Ownership and Opportunity
Urban Reform Institute
October 2020
In a new report from Urban Reform Institute edited by Joel Kotkin, J.H. Cullum Clark and Anne Snyder explore what happens when opportunity stalls. Pete Saunders and Karla Lopez del Rio tell the story of how homeownership enabled upward mobility for their respective families. Wendell Cox quantifies the connection between urban containment policies and housing affordabilty.
The introduction, authored by Charles Blain, President of Urban Reform Institute, is excerpted below:
The middle-class way of living is under constant threat as housing costs increase, eating away larger shares of the average American’s income.
Homeownership, which has been a critical source of advancement for middle-class, immigrant, and ethnic minority families and an asset that people can pass down from one generation to the next, is under threat. For many families, this means that instead of building wealth, they are seeing opportunity erode before their eyes.

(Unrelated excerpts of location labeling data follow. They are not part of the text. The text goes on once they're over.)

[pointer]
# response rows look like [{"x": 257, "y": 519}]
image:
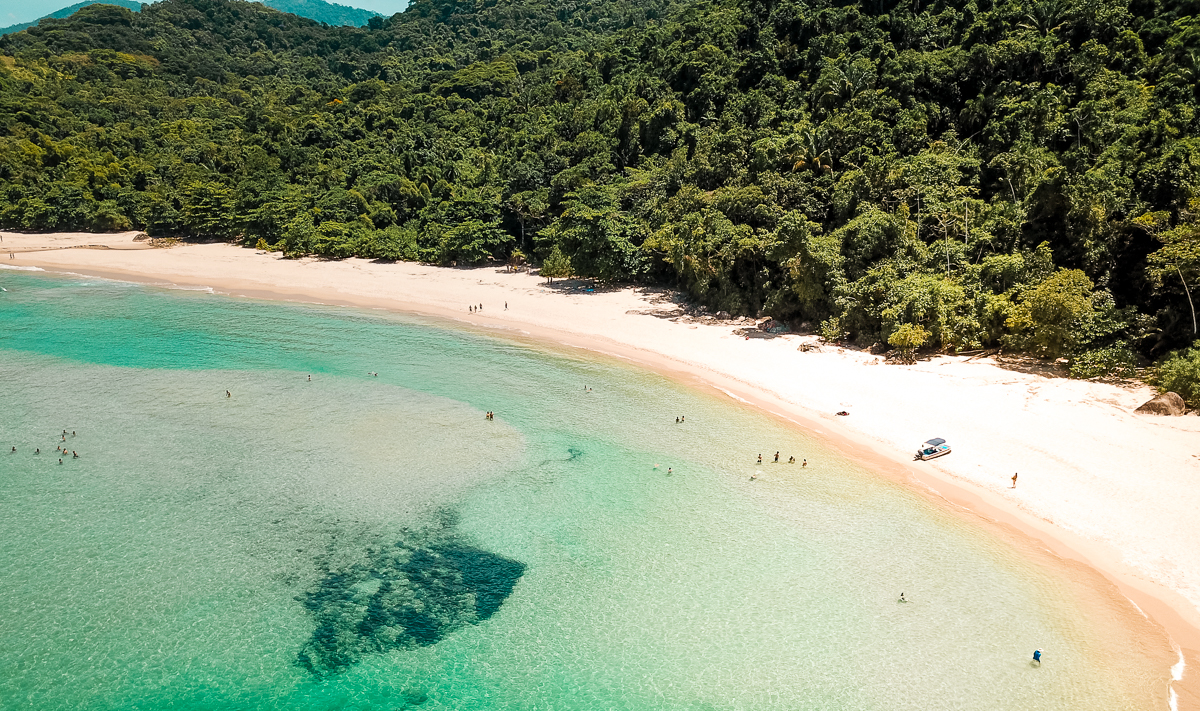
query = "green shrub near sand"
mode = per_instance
[{"x": 1180, "y": 372}]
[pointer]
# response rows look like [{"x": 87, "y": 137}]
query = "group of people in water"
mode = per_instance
[
  {"x": 790, "y": 460},
  {"x": 60, "y": 449}
]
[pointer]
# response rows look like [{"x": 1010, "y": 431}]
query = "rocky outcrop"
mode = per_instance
[{"x": 1165, "y": 404}]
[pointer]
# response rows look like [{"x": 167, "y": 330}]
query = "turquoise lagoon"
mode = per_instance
[{"x": 373, "y": 542}]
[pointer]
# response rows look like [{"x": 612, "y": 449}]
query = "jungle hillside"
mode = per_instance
[{"x": 919, "y": 174}]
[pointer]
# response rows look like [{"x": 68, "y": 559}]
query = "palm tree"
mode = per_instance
[{"x": 811, "y": 153}]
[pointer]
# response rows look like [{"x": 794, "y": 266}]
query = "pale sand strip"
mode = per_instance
[{"x": 1098, "y": 484}]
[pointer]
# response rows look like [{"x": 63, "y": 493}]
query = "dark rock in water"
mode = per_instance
[
  {"x": 1165, "y": 404},
  {"x": 405, "y": 596}
]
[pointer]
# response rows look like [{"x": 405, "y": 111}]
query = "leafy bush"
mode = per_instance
[
  {"x": 1180, "y": 372},
  {"x": 831, "y": 329},
  {"x": 1115, "y": 362},
  {"x": 907, "y": 339}
]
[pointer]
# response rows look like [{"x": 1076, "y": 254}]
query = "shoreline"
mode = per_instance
[{"x": 636, "y": 326}]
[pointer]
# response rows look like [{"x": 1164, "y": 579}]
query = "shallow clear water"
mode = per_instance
[{"x": 376, "y": 543}]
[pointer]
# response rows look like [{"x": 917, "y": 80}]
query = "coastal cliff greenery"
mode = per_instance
[{"x": 947, "y": 174}]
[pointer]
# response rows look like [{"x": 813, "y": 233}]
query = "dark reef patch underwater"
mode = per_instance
[{"x": 401, "y": 597}]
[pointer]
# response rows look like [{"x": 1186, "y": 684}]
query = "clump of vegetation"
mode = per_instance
[
  {"x": 1013, "y": 178},
  {"x": 906, "y": 339},
  {"x": 1180, "y": 372},
  {"x": 1117, "y": 362}
]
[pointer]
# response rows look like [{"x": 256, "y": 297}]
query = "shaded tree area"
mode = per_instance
[{"x": 941, "y": 174}]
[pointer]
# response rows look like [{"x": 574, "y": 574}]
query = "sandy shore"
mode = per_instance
[{"x": 1098, "y": 484}]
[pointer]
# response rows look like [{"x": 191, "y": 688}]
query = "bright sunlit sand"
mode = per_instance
[{"x": 1097, "y": 484}]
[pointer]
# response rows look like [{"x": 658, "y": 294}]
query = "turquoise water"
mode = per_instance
[{"x": 373, "y": 542}]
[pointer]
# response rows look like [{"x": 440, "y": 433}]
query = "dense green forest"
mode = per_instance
[
  {"x": 941, "y": 174},
  {"x": 318, "y": 10},
  {"x": 69, "y": 11}
]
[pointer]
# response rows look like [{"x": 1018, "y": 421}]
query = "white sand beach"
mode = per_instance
[{"x": 1097, "y": 484}]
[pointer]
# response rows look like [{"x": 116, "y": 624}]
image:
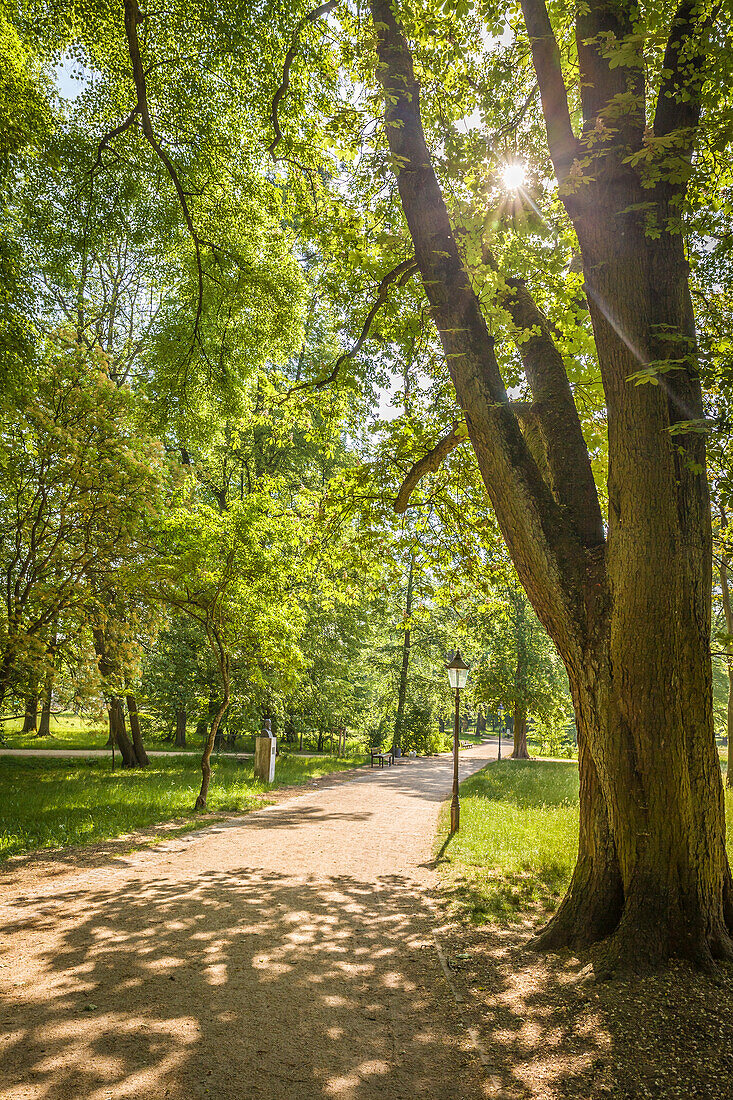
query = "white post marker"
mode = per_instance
[{"x": 265, "y": 749}]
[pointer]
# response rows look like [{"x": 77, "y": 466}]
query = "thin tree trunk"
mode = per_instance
[
  {"x": 404, "y": 668},
  {"x": 44, "y": 727},
  {"x": 141, "y": 756},
  {"x": 109, "y": 669},
  {"x": 520, "y": 718},
  {"x": 520, "y": 751},
  {"x": 222, "y": 660},
  {"x": 206, "y": 758},
  {"x": 728, "y": 612},
  {"x": 31, "y": 718},
  {"x": 181, "y": 728}
]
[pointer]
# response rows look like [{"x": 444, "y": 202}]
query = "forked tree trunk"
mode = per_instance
[
  {"x": 652, "y": 870},
  {"x": 208, "y": 748},
  {"x": 181, "y": 729},
  {"x": 728, "y": 612},
  {"x": 520, "y": 751},
  {"x": 46, "y": 695},
  {"x": 141, "y": 756},
  {"x": 118, "y": 730},
  {"x": 44, "y": 725}
]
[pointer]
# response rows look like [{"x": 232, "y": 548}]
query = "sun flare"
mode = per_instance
[{"x": 513, "y": 176}]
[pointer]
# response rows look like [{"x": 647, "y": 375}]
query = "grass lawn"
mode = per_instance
[
  {"x": 517, "y": 840},
  {"x": 66, "y": 733},
  {"x": 53, "y": 803}
]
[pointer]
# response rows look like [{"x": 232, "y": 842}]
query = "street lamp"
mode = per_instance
[{"x": 458, "y": 671}]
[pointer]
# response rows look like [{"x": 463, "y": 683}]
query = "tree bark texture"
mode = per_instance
[
  {"x": 118, "y": 729},
  {"x": 109, "y": 671},
  {"x": 135, "y": 732},
  {"x": 652, "y": 873},
  {"x": 728, "y": 612},
  {"x": 520, "y": 751},
  {"x": 181, "y": 728},
  {"x": 31, "y": 716},
  {"x": 520, "y": 723},
  {"x": 222, "y": 660},
  {"x": 404, "y": 666},
  {"x": 46, "y": 694}
]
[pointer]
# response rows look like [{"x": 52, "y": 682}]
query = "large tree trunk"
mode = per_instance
[
  {"x": 652, "y": 872},
  {"x": 520, "y": 721},
  {"x": 181, "y": 728},
  {"x": 109, "y": 669},
  {"x": 141, "y": 756},
  {"x": 31, "y": 717},
  {"x": 404, "y": 664},
  {"x": 118, "y": 730},
  {"x": 520, "y": 751}
]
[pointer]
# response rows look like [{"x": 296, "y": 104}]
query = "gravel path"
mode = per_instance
[{"x": 286, "y": 955}]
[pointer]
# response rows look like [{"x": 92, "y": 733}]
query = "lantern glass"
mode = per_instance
[{"x": 458, "y": 671}]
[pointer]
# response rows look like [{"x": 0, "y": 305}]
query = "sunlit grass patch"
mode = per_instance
[
  {"x": 517, "y": 840},
  {"x": 55, "y": 803}
]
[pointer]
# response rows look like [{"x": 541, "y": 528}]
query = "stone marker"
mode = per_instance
[{"x": 265, "y": 748}]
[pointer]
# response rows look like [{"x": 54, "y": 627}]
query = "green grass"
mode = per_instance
[
  {"x": 70, "y": 732},
  {"x": 67, "y": 732},
  {"x": 54, "y": 803},
  {"x": 517, "y": 842},
  {"x": 517, "y": 839}
]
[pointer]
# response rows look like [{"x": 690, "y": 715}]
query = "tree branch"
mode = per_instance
[
  {"x": 132, "y": 18},
  {"x": 568, "y": 463},
  {"x": 428, "y": 464},
  {"x": 546, "y": 57},
  {"x": 678, "y": 103},
  {"x": 290, "y": 57},
  {"x": 398, "y": 275},
  {"x": 544, "y": 546}
]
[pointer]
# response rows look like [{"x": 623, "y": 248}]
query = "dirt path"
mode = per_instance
[{"x": 286, "y": 955}]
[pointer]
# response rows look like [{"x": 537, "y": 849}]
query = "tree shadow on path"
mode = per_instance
[{"x": 247, "y": 985}]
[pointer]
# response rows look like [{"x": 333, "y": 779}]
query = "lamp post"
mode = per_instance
[{"x": 458, "y": 671}]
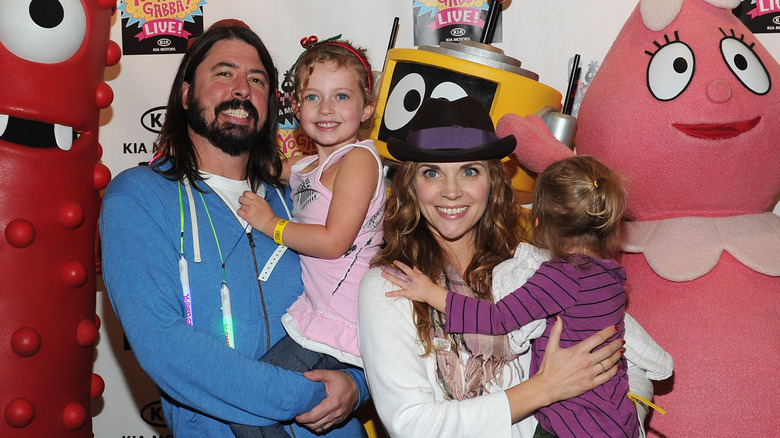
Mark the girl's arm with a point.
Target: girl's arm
(353, 189)
(547, 292)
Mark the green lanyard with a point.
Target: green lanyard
(227, 314)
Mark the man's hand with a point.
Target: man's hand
(341, 400)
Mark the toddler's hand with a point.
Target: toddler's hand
(414, 285)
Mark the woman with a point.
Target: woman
(451, 213)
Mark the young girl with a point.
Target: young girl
(577, 208)
(338, 206)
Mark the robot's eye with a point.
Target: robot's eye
(404, 101)
(45, 31)
(670, 70)
(745, 65)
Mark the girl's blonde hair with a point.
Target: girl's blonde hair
(578, 204)
(344, 55)
(409, 239)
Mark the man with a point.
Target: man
(199, 294)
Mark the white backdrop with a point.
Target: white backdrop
(542, 34)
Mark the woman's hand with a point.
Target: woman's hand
(575, 370)
(415, 285)
(566, 372)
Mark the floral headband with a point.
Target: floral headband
(312, 41)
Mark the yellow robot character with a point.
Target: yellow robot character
(452, 71)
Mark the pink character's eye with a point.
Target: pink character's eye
(45, 31)
(670, 69)
(745, 64)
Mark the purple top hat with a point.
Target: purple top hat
(451, 131)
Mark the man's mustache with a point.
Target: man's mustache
(238, 104)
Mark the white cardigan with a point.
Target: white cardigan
(403, 383)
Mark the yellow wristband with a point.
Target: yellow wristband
(279, 230)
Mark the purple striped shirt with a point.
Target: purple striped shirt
(588, 298)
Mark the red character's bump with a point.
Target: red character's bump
(19, 412)
(74, 416)
(74, 274)
(104, 95)
(20, 233)
(26, 342)
(71, 215)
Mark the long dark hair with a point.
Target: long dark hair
(174, 145)
(408, 238)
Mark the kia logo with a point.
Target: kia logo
(153, 119)
(152, 414)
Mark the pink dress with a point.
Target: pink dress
(324, 317)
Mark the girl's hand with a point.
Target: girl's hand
(415, 285)
(256, 211)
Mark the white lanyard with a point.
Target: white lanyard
(227, 314)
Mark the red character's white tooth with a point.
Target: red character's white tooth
(64, 137)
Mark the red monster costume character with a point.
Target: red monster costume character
(53, 54)
(686, 106)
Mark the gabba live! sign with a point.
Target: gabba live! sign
(159, 26)
(436, 21)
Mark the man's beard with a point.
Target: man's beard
(230, 138)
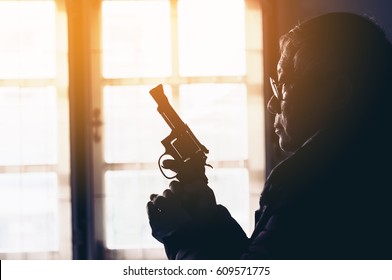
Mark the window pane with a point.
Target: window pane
(27, 32)
(211, 37)
(28, 125)
(133, 127)
(136, 39)
(217, 115)
(28, 212)
(231, 188)
(128, 193)
(126, 199)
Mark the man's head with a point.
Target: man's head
(335, 68)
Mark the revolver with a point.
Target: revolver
(181, 144)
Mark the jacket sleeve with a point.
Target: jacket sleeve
(219, 237)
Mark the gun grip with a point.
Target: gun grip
(172, 174)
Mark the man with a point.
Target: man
(331, 199)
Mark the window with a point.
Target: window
(211, 72)
(34, 148)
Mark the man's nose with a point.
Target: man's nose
(273, 105)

As housing costs are the biggest driver of variation in living costs across metropolitan areas, the relentless housing cost increases of the last two decades have undermined standards of living for many Americans in the nation’s most expensive cities. If home prices continue to outpace household incomes for ordinary Americans in coming years, the American Dream will move ever further out of reach for millions of families. This is especially the case for Millennials and Gen Zers for whom high and rising housing costs are the single largest obstacle to accumulating wealth and achieving a financially sustainable life.